Sponsorship nears $3B

Sponsorship is big business in Canada, and it’s growing. Spend in 2016 was almost $3B, up 12% compared to 2015. That $3B is made up of $2B in rights fees and $1B in activation costs.



Why sponsorship?

The top 3 objectives for CSLS respondents were engagement (36%), brand building (29%) and awareness (22%), but when it comes to results, sponsors and their agencies have very different perspectives on what tactics work best.

The disconnect between sponsors and their agencies
One key – and concerning – finding of the report is the difference in opinion between the sponsors and their agencies about which tactics drive the best business results.

Sponsors claim the best results come from Hosting/Hospitality efforts (42%), PR (35%) and Advertising (32%), while Agencies overwhelmingly put Branded Content at the top of their list (65%).

This begs the question: why are these partners not aligned on business objectives?

 



In the end, the most money went to advertising

There are countless ways to activate a sponsorship, with sponsors using branded content, hospitality, social media, sampling and PR, but the Number 1 activation tool in 2016 was advertising, up significantly from the prior year.

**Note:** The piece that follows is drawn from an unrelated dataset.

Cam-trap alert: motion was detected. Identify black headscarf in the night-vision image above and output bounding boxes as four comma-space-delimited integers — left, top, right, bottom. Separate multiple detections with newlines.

This dramatic increase in sponsorship-related ad spend no doubt reflects sponsors’ need to optimize their sponsorship through reach.


The balance of data & bias in decision making

How are sponsorship decisions being made? The number one factor is consumer passions/interests (33% of sponsors’ decisions), but there are also some conflicting trends:

  • Decisions in 2017 were more likely to be based on internal data/analysis (14%, up from 9% in 2016)
  • But at the same time, decisions made on “bias” almost doubled, jumping from 10% of sponsorship decisions to 18%.



Moving forward: Concerns and Opportunities

All parties agree that “demonstrating ROI” is the Number 1 concern when engaging with sponsorships; that’s probably why sponsors say “measurement” is one of their two top ‘opportunities’ within the sponsorship field. That said, their agencies are much less interested in measurement – they see more upside in activation and promotions.

Once again, sponsors and agencies are not terribly aligned. Fixing that is perhaps the biggest opportunity of them all.